Ein Blick auf die Ertragsrechnung im vergangenen Jahr könnte erklären, woran das liegt (siehe Tabelle 9 und 11): So konnte beim aggregierten Zinsüberschuss erstmals seit Jahren wieder ein Anstieg (2,78 Prozent) für die LBS-Gruppe verzeichnet werden. Gepaart mit einer hohen Kostendisziplin (Verwaltungsaufwand: minus 2,38 Prozent) und geringer Risikovorsorge (minus 66,90 Prozent) stiegen die (Teil-)Betriebsergebnisse 2018 im öffentlich-rechtlichen Lager mehrheitlich. Allem Anschein nach haben sich die Landesbausparkassen also recht gut gerüstet für die vermutlich noch mehrere Jahre währende Niedrigzinslandschaft - keine Selbstverständlichkeit, wie die deutlich heterogenere Entwicklung bei den privaten Bausparkassen zeigt. Grundsätzlich bleiben die extrem niedrigen Zinsen natürlich eine enorme Belastung für die Ertragslage der gesamten Bausparkassenbranche. So weisen gleich mehrere Institute in ihren Geschäftsberichten darauf hin, dass in den nächsten zwei bis drei Jahren aufgrund des Zinsniveaus mit signifikant steigenden Kosten im Rahmen der Zuführung zu den Pensions- und Beihilferückstellungen zu rechnen sei.

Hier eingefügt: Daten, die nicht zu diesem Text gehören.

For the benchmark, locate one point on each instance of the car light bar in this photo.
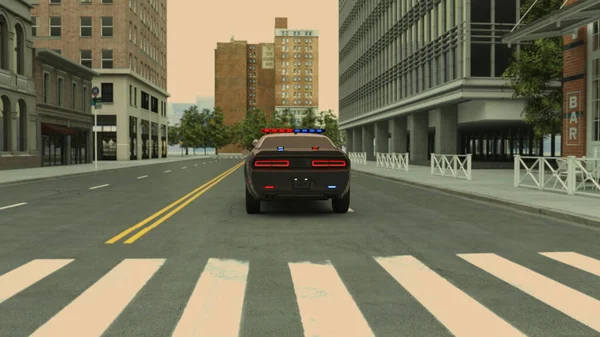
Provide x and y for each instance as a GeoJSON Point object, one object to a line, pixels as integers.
{"type": "Point", "coordinates": [328, 163]}
{"type": "Point", "coordinates": [272, 163]}
{"type": "Point", "coordinates": [288, 130]}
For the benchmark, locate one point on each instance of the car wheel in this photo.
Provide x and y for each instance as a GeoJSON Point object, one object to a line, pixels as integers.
{"type": "Point", "coordinates": [341, 205]}
{"type": "Point", "coordinates": [252, 205]}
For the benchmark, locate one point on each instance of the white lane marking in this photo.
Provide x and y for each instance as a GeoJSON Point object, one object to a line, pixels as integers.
{"type": "Point", "coordinates": [92, 312]}
{"type": "Point", "coordinates": [456, 310]}
{"type": "Point", "coordinates": [215, 307]}
{"type": "Point", "coordinates": [571, 302]}
{"type": "Point", "coordinates": [99, 186]}
{"type": "Point", "coordinates": [576, 260]}
{"type": "Point", "coordinates": [326, 306]}
{"type": "Point", "coordinates": [13, 206]}
{"type": "Point", "coordinates": [24, 276]}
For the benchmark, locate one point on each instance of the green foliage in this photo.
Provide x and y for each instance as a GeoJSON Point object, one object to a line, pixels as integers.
{"type": "Point", "coordinates": [533, 70]}
{"type": "Point", "coordinates": [329, 122]}
{"type": "Point", "coordinates": [217, 133]}
{"type": "Point", "coordinates": [309, 119]}
{"type": "Point", "coordinates": [245, 132]}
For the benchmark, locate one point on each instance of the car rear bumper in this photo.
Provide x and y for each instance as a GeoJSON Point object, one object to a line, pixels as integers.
{"type": "Point", "coordinates": [318, 185]}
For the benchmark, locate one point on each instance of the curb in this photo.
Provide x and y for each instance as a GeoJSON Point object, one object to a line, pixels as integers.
{"type": "Point", "coordinates": [595, 222]}
{"type": "Point", "coordinates": [70, 175]}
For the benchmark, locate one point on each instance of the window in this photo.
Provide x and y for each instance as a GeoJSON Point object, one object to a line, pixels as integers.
{"type": "Point", "coordinates": [35, 26]}
{"type": "Point", "coordinates": [481, 65]}
{"type": "Point", "coordinates": [74, 96]}
{"type": "Point", "coordinates": [145, 101]}
{"type": "Point", "coordinates": [85, 26]}
{"type": "Point", "coordinates": [107, 28]}
{"type": "Point", "coordinates": [84, 103]}
{"type": "Point", "coordinates": [107, 60]}
{"type": "Point", "coordinates": [85, 57]}
{"type": "Point", "coordinates": [60, 87]}
{"type": "Point", "coordinates": [46, 88]}
{"type": "Point", "coordinates": [107, 92]}
{"type": "Point", "coordinates": [154, 106]}
{"type": "Point", "coordinates": [55, 26]}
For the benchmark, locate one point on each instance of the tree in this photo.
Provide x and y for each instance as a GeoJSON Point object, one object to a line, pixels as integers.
{"type": "Point", "coordinates": [535, 72]}
{"type": "Point", "coordinates": [191, 129]}
{"type": "Point", "coordinates": [218, 135]}
{"type": "Point", "coordinates": [248, 130]}
{"type": "Point", "coordinates": [329, 122]}
{"type": "Point", "coordinates": [309, 119]}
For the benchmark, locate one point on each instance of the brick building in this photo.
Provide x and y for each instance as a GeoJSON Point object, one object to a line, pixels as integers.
{"type": "Point", "coordinates": [63, 111]}
{"type": "Point", "coordinates": [268, 76]}
{"type": "Point", "coordinates": [18, 136]}
{"type": "Point", "coordinates": [578, 22]}
{"type": "Point", "coordinates": [125, 43]}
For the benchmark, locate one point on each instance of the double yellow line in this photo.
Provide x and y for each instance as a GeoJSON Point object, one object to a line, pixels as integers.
{"type": "Point", "coordinates": [193, 195]}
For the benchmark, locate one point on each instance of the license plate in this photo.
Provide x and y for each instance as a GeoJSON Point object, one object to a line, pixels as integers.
{"type": "Point", "coordinates": [301, 183]}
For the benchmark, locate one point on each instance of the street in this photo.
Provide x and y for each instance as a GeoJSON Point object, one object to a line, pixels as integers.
{"type": "Point", "coordinates": [99, 255]}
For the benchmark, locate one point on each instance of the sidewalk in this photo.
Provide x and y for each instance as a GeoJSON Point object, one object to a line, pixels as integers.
{"type": "Point", "coordinates": [496, 186]}
{"type": "Point", "coordinates": [41, 173]}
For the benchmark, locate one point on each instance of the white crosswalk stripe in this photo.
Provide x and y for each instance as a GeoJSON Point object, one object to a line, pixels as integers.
{"type": "Point", "coordinates": [216, 305]}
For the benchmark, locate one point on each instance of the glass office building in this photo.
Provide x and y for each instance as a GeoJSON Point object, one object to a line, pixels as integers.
{"type": "Point", "coordinates": [424, 76]}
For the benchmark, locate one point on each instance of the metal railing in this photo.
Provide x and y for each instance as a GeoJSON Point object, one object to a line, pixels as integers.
{"type": "Point", "coordinates": [392, 160]}
{"type": "Point", "coordinates": [451, 165]}
{"type": "Point", "coordinates": [571, 175]}
{"type": "Point", "coordinates": [358, 157]}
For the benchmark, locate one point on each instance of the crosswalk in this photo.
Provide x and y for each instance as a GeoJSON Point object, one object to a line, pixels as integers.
{"type": "Point", "coordinates": [215, 306]}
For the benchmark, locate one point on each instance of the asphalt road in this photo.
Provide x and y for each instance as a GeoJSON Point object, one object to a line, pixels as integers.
{"type": "Point", "coordinates": [403, 262]}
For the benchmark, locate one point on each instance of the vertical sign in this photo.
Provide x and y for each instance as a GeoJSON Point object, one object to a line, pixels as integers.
{"type": "Point", "coordinates": [268, 56]}
{"type": "Point", "coordinates": [573, 128]}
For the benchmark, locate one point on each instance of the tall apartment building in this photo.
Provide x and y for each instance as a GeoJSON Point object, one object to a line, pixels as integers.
{"type": "Point", "coordinates": [267, 76]}
{"type": "Point", "coordinates": [125, 42]}
{"type": "Point", "coordinates": [425, 76]}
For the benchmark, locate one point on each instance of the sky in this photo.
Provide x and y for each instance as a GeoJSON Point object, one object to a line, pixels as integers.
{"type": "Point", "coordinates": [194, 28]}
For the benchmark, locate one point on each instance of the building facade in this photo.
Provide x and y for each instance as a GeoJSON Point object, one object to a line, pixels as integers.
{"type": "Point", "coordinates": [64, 115]}
{"type": "Point", "coordinates": [18, 120]}
{"type": "Point", "coordinates": [425, 77]}
{"type": "Point", "coordinates": [268, 76]}
{"type": "Point", "coordinates": [577, 22]}
{"type": "Point", "coordinates": [297, 69]}
{"type": "Point", "coordinates": [125, 43]}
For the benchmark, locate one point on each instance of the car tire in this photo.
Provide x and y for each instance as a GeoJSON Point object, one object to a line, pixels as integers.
{"type": "Point", "coordinates": [341, 205]}
{"type": "Point", "coordinates": [252, 205]}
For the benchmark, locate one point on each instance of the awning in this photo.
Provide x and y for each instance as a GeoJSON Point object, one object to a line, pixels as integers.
{"type": "Point", "coordinates": [558, 23]}
{"type": "Point", "coordinates": [53, 129]}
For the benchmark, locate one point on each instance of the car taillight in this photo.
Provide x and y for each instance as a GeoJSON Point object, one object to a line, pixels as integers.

Dass innerhalb der LBS-Familie eine größere Homogenität besteht, offenbart sich unterdessen auch beim Vergleich der Profitabilität. Dabei liegen hinsichtlich des Provisions- und Personalaufwands zum Neugeschäft gleich fünf LBS vor dem ersten Vertreter aus dem privaten Lager (siehe Abbildung 3). Zieht man hingegen die Kosten-Ertrag-Relation heran, so arbeitet weiter die Deutsche Bank Bauspar AG mit großem Abstand am günstigsten (siehe Abbildung 5 und 6). Der Gesamtbestand an Baudarlehen über alle Institute hinweg wuchs im vergangenen Jahr um 4,7 Prozent auf 139,2 Milliarden Euro.

Erneut konnte somit der Rückgang im kollektiven Darlehensgeschäft dank kräftiger Zuwächse bei den Vor- und Zwischenkrediten sowie sonstigen Baudarlehen überkompensiert werden (siehe Tabelle 13 und 14). Über die gesamte Branche hinweg stieg der Anteil des außerkollektiven Geschäfts Ende 2018 damit auf ein neues Allzeithoch von knapp über 91 Prozent. Das größte Wachstum in diesem Segment konnte einmal mehr die Bausparkasse Schwäbisch Hall verzeichnen, deren Marktanteil im außerkollektiven Darlehensgeschäft inzwischen fast ein Drittel beträgt (siehe Abbildung 2b). In dem gerade einmal noch 12,1 Milliarden Euro Gesamtvolumen umfassenden Kollektivgeschäft (siehe Abbildung 2a) haben derweil weiter die Landesbausparkassen die Nase vorn (24,2 Prozent), gefolgt von Schwäbisch Hall (19,4) und Wüstenrot (14,6 Prozent).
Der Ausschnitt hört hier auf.